In den vergangenen Wochen kam es bei Beerdingungen von Soldaten und Polizisten, die bei Kämpfen mit der PKK gefallen sind, mehrmals zu Protesten gegen Regierungsmitglieder und AKP-Abgeordnete.

Als am Sonntag in Osmaniye der in Şırnak getötete 32-jährige Hauptmann Ali Alkan zu Grabe getragen wurde, kam es zu Tumulten und Sprechchören gegen die Regierung und mehrere anwesende AKP-Abgeordnete. Mehmet Alkan, Bruder des Gefallenen und selbst Oberstleutnant der Armee, verbeugte sich über dem Sarg seines Bruders und hat danach eine viel beachtete, emotionale Anklage erhoben: „Was ist passiert, dass diejenigen, die bisher von ‚Lösung‘ [gemeint ist der Friedensprozess, Anm. d. Red.] gesprochen haben, jetzt von Krieg bis zum bitteren Ende sprechen?“ Selbst der von Staatspräsident Recep Tayyip Erdoğan gesandte Trauerkranz wurde von wütenden Bürgern zerrissen.

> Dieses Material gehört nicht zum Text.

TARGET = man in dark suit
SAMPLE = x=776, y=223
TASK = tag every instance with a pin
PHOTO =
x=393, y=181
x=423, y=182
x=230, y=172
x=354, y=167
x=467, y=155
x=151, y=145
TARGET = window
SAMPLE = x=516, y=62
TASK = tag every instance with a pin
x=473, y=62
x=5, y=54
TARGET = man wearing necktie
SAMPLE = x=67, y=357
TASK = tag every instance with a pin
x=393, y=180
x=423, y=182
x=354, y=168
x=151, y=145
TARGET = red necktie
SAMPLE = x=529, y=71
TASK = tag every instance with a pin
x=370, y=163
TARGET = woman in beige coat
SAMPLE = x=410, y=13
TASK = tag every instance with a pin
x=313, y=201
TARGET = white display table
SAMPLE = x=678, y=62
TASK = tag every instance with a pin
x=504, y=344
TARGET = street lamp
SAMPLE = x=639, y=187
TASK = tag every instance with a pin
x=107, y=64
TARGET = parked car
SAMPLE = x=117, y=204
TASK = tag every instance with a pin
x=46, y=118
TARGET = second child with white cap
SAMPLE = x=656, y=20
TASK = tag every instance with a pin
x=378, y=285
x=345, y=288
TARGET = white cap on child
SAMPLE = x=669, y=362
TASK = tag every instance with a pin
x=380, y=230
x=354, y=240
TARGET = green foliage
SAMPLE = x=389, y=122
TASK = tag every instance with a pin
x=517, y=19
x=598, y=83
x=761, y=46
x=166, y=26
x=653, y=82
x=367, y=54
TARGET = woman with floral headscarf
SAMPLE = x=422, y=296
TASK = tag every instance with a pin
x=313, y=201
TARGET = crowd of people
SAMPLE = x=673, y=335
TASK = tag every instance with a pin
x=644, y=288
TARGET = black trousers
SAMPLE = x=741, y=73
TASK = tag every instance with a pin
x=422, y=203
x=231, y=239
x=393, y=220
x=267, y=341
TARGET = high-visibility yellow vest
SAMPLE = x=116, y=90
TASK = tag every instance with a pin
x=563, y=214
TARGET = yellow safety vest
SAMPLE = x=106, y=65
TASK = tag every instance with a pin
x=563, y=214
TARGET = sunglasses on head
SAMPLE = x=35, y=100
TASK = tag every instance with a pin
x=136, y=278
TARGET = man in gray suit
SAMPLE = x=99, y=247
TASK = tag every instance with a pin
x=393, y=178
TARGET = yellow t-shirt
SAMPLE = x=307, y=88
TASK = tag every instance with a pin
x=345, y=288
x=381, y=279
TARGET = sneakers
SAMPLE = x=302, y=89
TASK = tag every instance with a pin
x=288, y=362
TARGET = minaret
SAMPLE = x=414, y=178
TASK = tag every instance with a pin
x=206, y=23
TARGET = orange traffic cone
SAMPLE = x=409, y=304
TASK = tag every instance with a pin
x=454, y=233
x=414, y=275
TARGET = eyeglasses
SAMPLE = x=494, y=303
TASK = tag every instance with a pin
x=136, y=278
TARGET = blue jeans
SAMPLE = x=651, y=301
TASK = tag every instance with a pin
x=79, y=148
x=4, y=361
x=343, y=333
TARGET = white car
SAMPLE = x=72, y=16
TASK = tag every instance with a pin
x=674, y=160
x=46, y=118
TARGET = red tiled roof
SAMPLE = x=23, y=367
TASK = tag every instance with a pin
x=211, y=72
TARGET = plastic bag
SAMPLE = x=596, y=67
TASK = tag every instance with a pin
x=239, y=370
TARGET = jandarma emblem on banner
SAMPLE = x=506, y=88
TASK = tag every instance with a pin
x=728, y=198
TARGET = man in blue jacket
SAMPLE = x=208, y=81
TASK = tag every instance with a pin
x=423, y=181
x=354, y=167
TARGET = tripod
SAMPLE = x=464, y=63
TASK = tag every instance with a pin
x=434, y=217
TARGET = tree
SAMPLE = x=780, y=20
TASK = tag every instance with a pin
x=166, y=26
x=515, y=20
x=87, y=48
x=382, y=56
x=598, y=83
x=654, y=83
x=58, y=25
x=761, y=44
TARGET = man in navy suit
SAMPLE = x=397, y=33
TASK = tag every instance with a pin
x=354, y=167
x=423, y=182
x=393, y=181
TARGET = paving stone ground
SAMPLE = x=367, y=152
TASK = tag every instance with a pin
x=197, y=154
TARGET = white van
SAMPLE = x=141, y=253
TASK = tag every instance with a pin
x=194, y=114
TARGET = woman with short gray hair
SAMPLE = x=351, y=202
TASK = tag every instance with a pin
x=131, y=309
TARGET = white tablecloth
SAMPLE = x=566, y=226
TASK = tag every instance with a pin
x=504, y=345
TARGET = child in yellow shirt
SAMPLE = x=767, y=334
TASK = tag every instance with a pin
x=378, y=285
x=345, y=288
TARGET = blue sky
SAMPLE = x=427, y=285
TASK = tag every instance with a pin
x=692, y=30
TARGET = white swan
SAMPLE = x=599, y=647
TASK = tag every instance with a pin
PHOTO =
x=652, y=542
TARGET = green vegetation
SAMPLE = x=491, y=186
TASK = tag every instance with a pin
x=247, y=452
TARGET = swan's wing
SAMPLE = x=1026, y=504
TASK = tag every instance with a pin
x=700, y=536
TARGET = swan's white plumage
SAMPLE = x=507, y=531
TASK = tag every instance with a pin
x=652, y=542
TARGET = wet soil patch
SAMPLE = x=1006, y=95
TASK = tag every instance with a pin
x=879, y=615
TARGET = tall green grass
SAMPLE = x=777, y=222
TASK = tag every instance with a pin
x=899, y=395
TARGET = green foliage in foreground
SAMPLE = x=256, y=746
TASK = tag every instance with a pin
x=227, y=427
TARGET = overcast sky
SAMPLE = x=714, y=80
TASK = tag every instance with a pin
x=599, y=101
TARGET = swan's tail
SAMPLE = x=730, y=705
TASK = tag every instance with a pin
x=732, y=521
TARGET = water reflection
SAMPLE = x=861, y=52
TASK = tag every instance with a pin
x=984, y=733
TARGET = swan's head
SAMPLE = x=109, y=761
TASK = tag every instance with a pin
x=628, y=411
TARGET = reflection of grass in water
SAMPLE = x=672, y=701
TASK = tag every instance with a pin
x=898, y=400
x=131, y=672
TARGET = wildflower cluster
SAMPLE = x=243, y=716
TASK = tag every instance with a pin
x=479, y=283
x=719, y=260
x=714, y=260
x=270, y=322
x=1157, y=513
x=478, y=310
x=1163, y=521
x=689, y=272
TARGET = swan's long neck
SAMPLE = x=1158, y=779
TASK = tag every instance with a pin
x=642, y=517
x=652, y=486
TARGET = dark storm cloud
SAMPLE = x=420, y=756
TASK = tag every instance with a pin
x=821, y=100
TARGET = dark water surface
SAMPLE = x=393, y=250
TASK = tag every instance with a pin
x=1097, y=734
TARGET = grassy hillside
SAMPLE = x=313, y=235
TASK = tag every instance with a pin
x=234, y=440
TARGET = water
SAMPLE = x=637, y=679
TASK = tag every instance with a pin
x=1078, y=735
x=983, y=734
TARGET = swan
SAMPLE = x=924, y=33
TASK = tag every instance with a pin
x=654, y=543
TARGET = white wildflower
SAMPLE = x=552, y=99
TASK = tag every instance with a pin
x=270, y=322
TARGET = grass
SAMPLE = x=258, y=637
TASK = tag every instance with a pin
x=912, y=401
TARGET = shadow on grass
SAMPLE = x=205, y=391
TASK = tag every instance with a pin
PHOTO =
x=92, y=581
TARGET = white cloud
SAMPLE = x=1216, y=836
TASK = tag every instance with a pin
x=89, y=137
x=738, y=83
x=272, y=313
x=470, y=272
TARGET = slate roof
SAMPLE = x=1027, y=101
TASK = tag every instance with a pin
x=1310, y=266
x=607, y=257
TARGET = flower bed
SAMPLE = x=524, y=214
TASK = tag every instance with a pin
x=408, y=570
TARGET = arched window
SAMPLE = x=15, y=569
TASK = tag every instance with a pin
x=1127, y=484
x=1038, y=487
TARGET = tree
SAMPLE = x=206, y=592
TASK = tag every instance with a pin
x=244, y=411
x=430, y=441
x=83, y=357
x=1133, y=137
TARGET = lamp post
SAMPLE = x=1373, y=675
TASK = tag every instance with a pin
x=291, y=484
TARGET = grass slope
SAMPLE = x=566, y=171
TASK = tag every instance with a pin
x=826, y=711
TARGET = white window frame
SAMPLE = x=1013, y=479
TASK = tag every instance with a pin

Ähnliches trug sich am 20. August in Bursa zu. Gesundheitsminister Mehmet Müezzinoğlu (AKP) nahm in der westtürkischen Millionenstadt an der Beisetzung des Soldaten Bahadir Aydın (26) teil, als sich nur wenige Meter neben ihm ein Mann erhob, der offensichtlich zur Trauergemeinde gehörte. An den Minister gewandt rief er mit ergriffener Stimme: „Herr Minister, wenn wir das Präsidialsystem gewählt hätten, wäre das nicht passiert. Nicht wahr? Das haben Sie gesagt! Wieviel Blut wird noch fließen müssen, bis ein Präsidialsystem gewählt worden ist?“

Immer mehr Türken sehen die AKP-Regierung verantwortlich

Er spielte damit darauf an, dass hohe Regierungsmitglieder mehrfach äußerten, die Eskalation der Gewalt wäre nicht eingetreten, hätte die AKP bei den Wahlen am 07. Juni die gewünschte absolute Mehrheit erhalten, um ein auf Präsident Erdoğan zugeschnittenes Präsidialsystem einzuführen. Erdoğan selbst sagte vor den Wahlen trotz seiner verfassungsmäßigen Neutralitätspflicht: „Gebt uns 400 Abgeordnete und lasst uns die Sache im Einvernehmen lösen.“ Die Szenen zeigen, dass im „einfachen Volk“ zunehmend die Ansicht vertreten wird, dass die Regierung die aktuelle Eskalation der Gewalt selbst verursacht hat, um bei den Neuwahlen im November erneut eine Mehrheit im Parlament zu erringen.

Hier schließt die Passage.